Jeff Passan of Yahoo has a bombshell this morning: a federal grand jury is looking into Major League Baseball teams’ dealings with international players. It is issued subpoenas to club officials. FBI agents and DOJ lawyers who deal with Foreign Corrupt Practices Act cases are involved.
Passan notes that, at present, the investigation is centering on the signing of former player Hector Olivera who was scouted by the Braves, signed by the Dodgers and was later traded to the Braves before leaving the league in disgrace due to a domestic violence conviction. Passan reports that at least one former Atlanta Braves official is cooperating. It’s worth noting that former Braves general manager John Coppolella was fired and banned from baseball after violating international signing rules last year, though it is not clear if he is the one cooperating or if the investigation involves anything he did at all.

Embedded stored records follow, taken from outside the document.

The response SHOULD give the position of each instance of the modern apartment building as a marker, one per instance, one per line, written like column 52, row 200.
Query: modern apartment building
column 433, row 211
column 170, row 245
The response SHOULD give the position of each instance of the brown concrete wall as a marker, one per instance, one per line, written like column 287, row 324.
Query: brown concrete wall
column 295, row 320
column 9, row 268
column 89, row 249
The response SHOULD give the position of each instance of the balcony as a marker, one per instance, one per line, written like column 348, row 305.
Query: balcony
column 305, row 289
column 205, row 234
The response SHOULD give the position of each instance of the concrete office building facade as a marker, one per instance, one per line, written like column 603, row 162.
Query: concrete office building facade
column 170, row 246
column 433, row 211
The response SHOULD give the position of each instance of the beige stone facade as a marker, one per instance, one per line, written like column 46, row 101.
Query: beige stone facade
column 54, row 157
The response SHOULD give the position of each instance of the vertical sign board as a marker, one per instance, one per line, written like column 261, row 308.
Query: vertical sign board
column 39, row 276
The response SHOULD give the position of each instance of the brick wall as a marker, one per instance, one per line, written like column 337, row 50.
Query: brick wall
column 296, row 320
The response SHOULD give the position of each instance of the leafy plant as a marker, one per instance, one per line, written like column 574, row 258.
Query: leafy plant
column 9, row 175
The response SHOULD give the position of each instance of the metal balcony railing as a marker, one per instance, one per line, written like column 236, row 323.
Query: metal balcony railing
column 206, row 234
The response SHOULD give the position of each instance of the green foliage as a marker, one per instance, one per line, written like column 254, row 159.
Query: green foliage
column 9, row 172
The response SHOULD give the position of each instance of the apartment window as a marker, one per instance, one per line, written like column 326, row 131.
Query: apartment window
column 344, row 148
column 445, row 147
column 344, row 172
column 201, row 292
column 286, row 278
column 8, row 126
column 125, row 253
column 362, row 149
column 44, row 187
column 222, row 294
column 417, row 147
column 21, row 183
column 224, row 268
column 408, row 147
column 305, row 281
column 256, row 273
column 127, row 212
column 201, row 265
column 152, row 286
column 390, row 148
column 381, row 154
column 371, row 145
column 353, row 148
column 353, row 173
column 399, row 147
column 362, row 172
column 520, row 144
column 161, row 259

Passan also notes, quite correctly, that baseball’s activity in Latin America is so extensive and its conduct so often tied up in matters that are controversial — be it because of the misdeeds of its own people or the misdeeds of agents and others in Latin America — that the scope of this investigation could easily be tremendous and could have profound implications for the league, the union and Latin American players past, current and future. Drugs. Money. All of which surround pitched competition for, quite literally, the talents of children. The possibilities for exploitation and illegality — a lot of which has long been known to be part of the process — are virtually endless.
This could be the biggest story to hit baseball in some time.